SPDR Dow Jones Industrial Average ETF Trust (DIA), tracking the industrial average, saw $225.6 million in outflows. Its 3.42% intraday decline and $44.66 billion AUM could signal a short-term pullback in blue-chip equity exposure, despite its YTD performance of 3.42%.
Direxion Daily Semiconductor Bull 3X Shares (SOXL), a leveraged semiconductor ETF, experienced $190.6 million in outflows.
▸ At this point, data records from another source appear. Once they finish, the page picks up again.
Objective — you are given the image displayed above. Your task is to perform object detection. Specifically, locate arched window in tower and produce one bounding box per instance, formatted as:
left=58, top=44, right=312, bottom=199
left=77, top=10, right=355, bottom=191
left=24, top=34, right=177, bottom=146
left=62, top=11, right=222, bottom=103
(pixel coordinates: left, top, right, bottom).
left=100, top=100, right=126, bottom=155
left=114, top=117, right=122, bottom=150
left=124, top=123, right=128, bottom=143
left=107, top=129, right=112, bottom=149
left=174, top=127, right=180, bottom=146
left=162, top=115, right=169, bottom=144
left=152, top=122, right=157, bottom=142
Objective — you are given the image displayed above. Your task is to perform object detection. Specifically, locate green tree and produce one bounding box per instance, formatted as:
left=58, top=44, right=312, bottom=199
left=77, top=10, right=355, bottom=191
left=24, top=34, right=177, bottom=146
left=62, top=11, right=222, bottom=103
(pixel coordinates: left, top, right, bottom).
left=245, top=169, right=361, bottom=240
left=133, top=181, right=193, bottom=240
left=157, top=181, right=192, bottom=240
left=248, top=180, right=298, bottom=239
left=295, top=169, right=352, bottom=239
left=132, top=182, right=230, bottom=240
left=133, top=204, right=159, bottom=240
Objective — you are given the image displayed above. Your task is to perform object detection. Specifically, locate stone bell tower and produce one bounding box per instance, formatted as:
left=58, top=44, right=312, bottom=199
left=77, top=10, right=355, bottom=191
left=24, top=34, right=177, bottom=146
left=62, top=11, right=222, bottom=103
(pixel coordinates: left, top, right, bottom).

Its 57.72% intraday gain—a sharp move for a leveraged product—might reflect profit-taking after a volatile session, though its $12.59 billion AUM highlights its sensitivity to sector swings.
iShares Silver Trust (SLV), which tracks silver prices, saw $171.6 million in outflows. Its 8.80% intraday gain and $37.96 billion AUM suggest investors may be reducing exposure to industrial metals after a sharp price rebound, despite its YTD performance of 8.80%.
iShares J.P. Morgan USD Emerging Markets Bond ETF (EMB), focused on emerging market debt, recorded $164.7 million in outflows. Its 1.43% intraday rise and $16.03 billion AUM may indicate a cautious shift away from higher-yield sovereign debt, though its YTD performance of 1.43% remains positive.
Notable Trends
The top outflows include a mix of equity (QQQ, IVV, DIA), bond (TLT, VTEB, EMB), and commodity (GLD, SLV) ETFs, suggesting a broad but modest rebalancing across asset classes. The presence of leveraged products like SOXL and SLV in the list highlights short-term trading activity, particularly in volatile sectors and commodities.
Conclusion
Today’s outflows across technology, gold, and long-duration bond ETFs may indicate a tactical shift toward shorter-duration or defensive assets, while leveraged and commodity ETFs suggest profit-taking after sharp intraday moves. The mixed YTD performance—ranging from strong gains in gold and silver to modest declines in tech—could reflect a nuanced approach to positioning, with investors adjusting exposure to growth, inflation-linked assets, and sector-specific risks. The scale of outflows, particularly in large-cap equity and Treasury bond funds, may point to a cautious stance amid ongoing market reassessments.